Quanto detto è indicato nella nota stampa pubblicata dal CNDCEC in merito al Jobs Act autonomi, di cui il testo completo è stato pubblicato in Gazzetta Ufficiale lo scorso 14 giugno.

Una nota che arriva proprio nel momento in cui presso la Commissione Lavoro del Senato si sta discutendo del Ddl Sacconi, con il quale si punta a reintrodurre il diritto al compenso minimo per i liberi professionisti come i commercialisti e gli avvocati.

Se approvata, la legge sull’equo compenso proposta dall’onorevole Sacconi - capogruppo del Nuovo Centrodestra - renderebbe nulle le clausole contrattuali che comportano una riduzione della retribuzione dei liberi professionisti rendendola inferiore a quanto stabilito dai parametri contenuti nel Decreto Ministeriale del 17 giugno 2016.

Secondo il CNDCEC, però, non è necessaria l’approvazione di una legge per reintrodurre l’equo compenso, perché questo è già garantito dall’articolo 3 del nuovo Jobs Act del lavoro autonomo.

Equo compenso per liberi professionisti: cosa dice il Jobs Act autonomi?

Per il Consiglio Nazionale dei Dottori Commercialisti, la strada per la reintroduzione dell’equo compenso per le prestazioni eseguite dai liberi professionisti è già stata tracciata dal Jobs Act autonomi (legge 81/2017) dove nell’articolo 3 sulle “clausole e condotte abusive” si legge:

“(1) Si considerano abusive e prive di effetto le clausole che attribuiscono al committente la facoltà’ di modificare unilateralmente le condizioni del contratto o, nel caso di contratto avente ad oggetto una prestazione continuativa, di recedere da esso senza congruo preavviso nonché’ le clausole mediante le quali le parti concordano termini di pagamento superiori a sessanta giorni dalla data del ricevimento da parte del committente della fattura o della richiesta di pagamento.

(2) Si considera abusivo il rifiuto del committente di stipulare il contratto in forma scritta.

(3) Nelle ipotesi di cui ai commi 1 e 2 il lavoratore autonomo ha diritto al risarcimento dei danni, anche promuovendo un tentativo di conciliazione mediante gli organismi abilitati.

(4) Ai rapporti contrattuali di cui al presente capo si applica, in quanto compatibile, l’articolo 9 della legge 18 giugno 1998, n. 192, in materia di abuso di dipendenza “
economica”.

Qui viene stabilito chiaramente il divieto di abuso della dipendenza economica, poichéi vengono dichiarate nulle tutte quelle clausole previste dal contratto che non tutelano il lavoro svolto dal libero professionista.

Ad esempio, sono prive di effetto quelle clausole che permettono al committente di modificare in maniera unilaterale le condizioni del contratto, così come quelle che spostano i termini del pagamento al periodo successivo ai 60 giorni.

Venendo a mancare queste clausole, è quasi impossibile che il lavoratore autonomo venga sfruttato e nella maggior parte dei casi non sarà privato del giusto compenso che gli spetta.

Lo stesso Jobs Act autonomi quindi vieta l’introduzione delle condizioni contrattuali che possono essere definite come “ingiustificatamente gravose e discriminatorie” per i liberi professionisti, comportando uno squilibrio del rapporto contrattuale.

A tal proposito il CNDCEC ha definito queste clausole come “vessatorie”, così come quelle che impongono al libero professionista di “anticipare le spese”, ne “escludono il rimborso” oppure stabiliscono la “gratuità di alcune attività”.

CNDCEC: “Adesso bisogna attuare le nuove norme”

Per il Consiglio quindi il lavoro dei liberi professionisti è già tutelato, almeno sulla carta.

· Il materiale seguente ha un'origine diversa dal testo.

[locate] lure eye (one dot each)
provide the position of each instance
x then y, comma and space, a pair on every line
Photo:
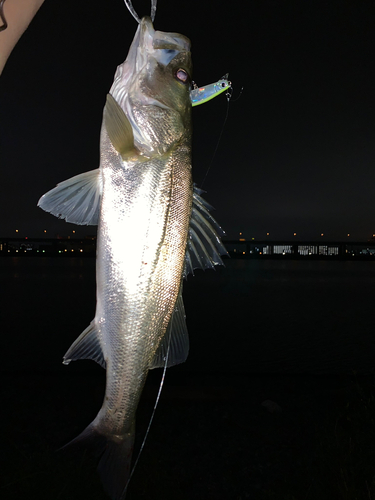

Il Jobs Act autonomi, infatti, stabilisce in maniera chiara la nullità delle clausole vessatorie prevedendo anche il diritto al risarcimento danni per il professionista.

Ecco perché non è necessario discutere di eventuali leggi ad hoc - come appunto il ddl Sacconi - dal momento che una norma che tutela il lavoro di avvocati e commercialisti esiste già e adesso deve essere solamente riconosciuta e attuata.

Per far sì che questo accada il segretario nazionale del CNDCEC - Achille Coppola - ha dichiarato di essere pronto a costituire una “task force centrale” con l’obiettivo di fornire consulenza su base territoriale e - soprattutto - di segnalare all’Antitrust eventuali condotte lesive nei confronti dei liberi professionista messe in atto da grandi operatori che si trovano in una posizione di forza, come ad esempio le banche e le assicurazioni.